In truth, it’s a tie that not even the Ainslie Park side could have foreseen having initially exited the competition 5-4 on penalties to SPFL League 1 outfit Albion Rovers in the previous round 17 days ago. However, with the Cliftonhill club having fielded the ineligible Liam McGuigan during the second half of the goalless stalemate, Spartans were rightly given a lifeline. With all 12 Scottish Premiership clubs exempt from the competition – they are, however, permitted to enter their Development (or Colts) sides – it is a tournament that favours the romanticists.
Asked if his, or any other lower-league club for that matter, could ruffle a few feathers this year, Samuel told the Evening News: “Somebody is going to do it one day. Don’t get me wrong we’ve got an extremely tough draw but as we’ve shown last year by beating Berwick and this season drawing with Albion Rovers that, on a good day, that your tier-five clubs can compete.
“If you look at the Highland League clubs in this competition, they’ve done extremely well too so I think it’s a breath of fresh air for the cup that you not only have non-league teams but clubs from Ireland and Wales represented.
“What’s fantastic about cup competitions is you get to test yourself as players and coaches against teams from a higher level of football. We want the players to be stretched, tested and find out just how good they can be.
“I think these types of games are a fantastic development opportunity for everybody associated with the club. We’re looking forward to it. It’s realistic to say that there are a few people that expect us to be on the receiving end of a heavy defeat and that’s fine. So in some ways it’s almost a freebie for us
“But I don’t think the people in the home dressing-room see it that way. We see it as an opportunity to earn the respect of Linfield and their supporters, as well as a wider audience, by putting on a good performance.”
Samuel himself isn’t alien to the big occasions, he was the mastermind behind Scottish Cup giant-killing acts over Morton and Clyde fast approaching three years ago. He accepts, though, their Belfast opponents have a winning mentality that will be difficult to shake. At the helm is former Northern Ireland international and all-time record goalscorer David Healy, who is also a lifelong supporter of the club.
“Listen, we go into every game with a positive attitude so we just need to see where that takes us tomorrow,” Samuel stressed. “Everybody has been excited ever since we found out we were being reinstated into the competition last week.
“It’s certainly one of the biggest I will have faced while managing the club.
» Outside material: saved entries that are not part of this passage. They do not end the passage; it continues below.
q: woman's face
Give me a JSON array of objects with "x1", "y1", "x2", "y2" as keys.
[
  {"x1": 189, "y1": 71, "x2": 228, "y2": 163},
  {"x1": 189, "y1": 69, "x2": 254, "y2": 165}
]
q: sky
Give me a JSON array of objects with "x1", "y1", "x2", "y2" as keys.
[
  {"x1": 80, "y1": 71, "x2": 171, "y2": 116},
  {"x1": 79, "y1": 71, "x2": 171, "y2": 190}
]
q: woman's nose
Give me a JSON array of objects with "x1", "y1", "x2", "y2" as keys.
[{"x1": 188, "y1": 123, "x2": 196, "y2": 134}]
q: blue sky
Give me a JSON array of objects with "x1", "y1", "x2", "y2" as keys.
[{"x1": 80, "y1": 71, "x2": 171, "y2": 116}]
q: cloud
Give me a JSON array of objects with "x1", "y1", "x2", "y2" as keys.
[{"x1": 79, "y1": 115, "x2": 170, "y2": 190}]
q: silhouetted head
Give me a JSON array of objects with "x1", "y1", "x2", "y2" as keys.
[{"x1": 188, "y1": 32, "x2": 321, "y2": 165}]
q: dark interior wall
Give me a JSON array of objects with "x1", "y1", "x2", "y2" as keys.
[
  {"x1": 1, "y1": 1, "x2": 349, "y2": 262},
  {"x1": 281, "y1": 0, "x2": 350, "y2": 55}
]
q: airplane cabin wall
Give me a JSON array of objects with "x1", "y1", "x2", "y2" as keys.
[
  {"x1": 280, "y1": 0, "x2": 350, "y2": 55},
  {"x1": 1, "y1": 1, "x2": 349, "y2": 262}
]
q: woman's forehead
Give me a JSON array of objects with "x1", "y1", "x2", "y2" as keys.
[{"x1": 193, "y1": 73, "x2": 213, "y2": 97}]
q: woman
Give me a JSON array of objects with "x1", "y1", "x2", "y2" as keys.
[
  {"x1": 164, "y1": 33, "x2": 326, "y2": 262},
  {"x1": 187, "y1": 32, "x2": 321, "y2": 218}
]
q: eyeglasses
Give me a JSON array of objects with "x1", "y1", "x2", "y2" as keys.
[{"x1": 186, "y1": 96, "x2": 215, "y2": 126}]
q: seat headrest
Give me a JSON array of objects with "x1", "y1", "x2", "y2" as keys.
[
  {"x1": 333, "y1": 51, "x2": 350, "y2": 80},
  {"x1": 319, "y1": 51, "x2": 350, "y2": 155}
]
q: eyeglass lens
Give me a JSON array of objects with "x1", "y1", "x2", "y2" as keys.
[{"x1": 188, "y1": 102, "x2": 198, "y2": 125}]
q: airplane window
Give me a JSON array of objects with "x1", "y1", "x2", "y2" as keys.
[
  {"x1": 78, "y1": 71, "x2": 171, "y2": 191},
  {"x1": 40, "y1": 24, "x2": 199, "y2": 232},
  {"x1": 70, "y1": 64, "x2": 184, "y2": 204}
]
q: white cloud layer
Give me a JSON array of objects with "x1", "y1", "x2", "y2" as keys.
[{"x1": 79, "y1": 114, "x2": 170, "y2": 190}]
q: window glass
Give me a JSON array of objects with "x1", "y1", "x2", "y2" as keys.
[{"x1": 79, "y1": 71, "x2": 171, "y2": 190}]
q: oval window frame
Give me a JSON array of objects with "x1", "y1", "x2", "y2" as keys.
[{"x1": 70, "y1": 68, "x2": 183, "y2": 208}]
We’ve had some big ties in the Scottish Cup in the years gone by and that’s created some magical memories.
“But this one will rank within the top three games for sure since I took the job.
“Things don’t change too much in terms of preparation but more time has been spent gathering information because when you play such a high-profile club as Linfield there’s obviously a lot of footage available.
“We’ll be up against a side that is used to winning which is the first thing we’ll have to compete with. We’re against a team that would be in the top end of the Scottish game.
“Can we stay in the game for as long as possible? I hope so. You want to try and score a meaningful goal, when the game is still in the balance.
“It’s all fine and well grabbing a consolation but the reality is you’re wanting one that means something. We’ve got a strong squad with a lot of good options.”